Il più bel libro sul Palio di Siena s’intitola “Il Palio delle Contrade morte” ed è stato scritto dai grandi Fruttero & Lucentini. A un certo punto gli autori dicono una cosa semplice: i cavalli che corrono a Siena in realtà sono undici e non dieci, perché ce ne è uno in più, in gara, l’undicesimo, invisibile, e si chiama destino: incarna la sorte. Ed è la sorte che rende il Palio unico, una corsa che ti strega.

LA MACCINA INVISIBILW

Ecco, in questa F.1 a forza di perfezionare, razionalizzare, ottimizzare, rassicurare, sverminare e bonificare, abbiamo distrutto e vaporizzato quella magica  monoposto invisibile in più. Il destino, il mistero, l’imprevedibilità.

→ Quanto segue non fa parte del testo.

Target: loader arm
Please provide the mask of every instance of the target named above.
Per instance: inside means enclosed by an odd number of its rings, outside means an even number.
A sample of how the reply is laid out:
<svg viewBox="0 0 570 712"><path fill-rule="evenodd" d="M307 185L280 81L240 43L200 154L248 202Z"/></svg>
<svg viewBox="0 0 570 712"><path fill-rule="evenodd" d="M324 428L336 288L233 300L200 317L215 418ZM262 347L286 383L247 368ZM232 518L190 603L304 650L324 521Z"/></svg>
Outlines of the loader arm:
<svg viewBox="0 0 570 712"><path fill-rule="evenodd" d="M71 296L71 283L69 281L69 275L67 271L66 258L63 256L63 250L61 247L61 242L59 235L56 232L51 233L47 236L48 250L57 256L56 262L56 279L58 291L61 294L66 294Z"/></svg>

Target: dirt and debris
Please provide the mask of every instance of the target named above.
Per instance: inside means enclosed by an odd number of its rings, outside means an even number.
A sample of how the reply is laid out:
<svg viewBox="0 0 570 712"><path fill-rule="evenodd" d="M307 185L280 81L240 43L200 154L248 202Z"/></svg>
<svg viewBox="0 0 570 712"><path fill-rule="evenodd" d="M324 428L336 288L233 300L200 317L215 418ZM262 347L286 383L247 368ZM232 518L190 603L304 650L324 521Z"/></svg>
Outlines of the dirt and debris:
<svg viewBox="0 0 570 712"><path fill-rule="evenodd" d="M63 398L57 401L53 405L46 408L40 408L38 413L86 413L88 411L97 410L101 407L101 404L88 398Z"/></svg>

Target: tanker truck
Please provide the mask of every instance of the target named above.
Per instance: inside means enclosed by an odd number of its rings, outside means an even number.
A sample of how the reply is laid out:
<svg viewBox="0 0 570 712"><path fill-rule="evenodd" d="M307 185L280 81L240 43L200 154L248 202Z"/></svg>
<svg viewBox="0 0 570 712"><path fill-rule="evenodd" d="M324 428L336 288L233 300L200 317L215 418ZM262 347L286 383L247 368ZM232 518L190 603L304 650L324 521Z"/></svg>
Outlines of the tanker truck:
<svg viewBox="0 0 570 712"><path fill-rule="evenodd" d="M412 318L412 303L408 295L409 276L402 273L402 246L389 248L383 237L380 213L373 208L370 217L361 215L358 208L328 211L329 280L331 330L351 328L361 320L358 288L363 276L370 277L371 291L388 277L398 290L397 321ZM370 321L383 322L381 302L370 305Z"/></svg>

Ora tutto va semplicemente come deve andare. E la somma di attimi sfolgoranti, il computo di milioni di sensazioni forti e di secchiate di adrenalina in Gran Premi bellissimi, alla fine non nasconde che la soluzione del quizzone è comunque prevedibilissima, scontata e quasi ovvia.

Team e Liberty Media non vogliono due macchine e un team in aggiunta e invece dovrebbero capire che ce ne vorrebbe come minimo una in più, per il bene della loro e della nostra F.1.

Quella invisibile, chiamata destino.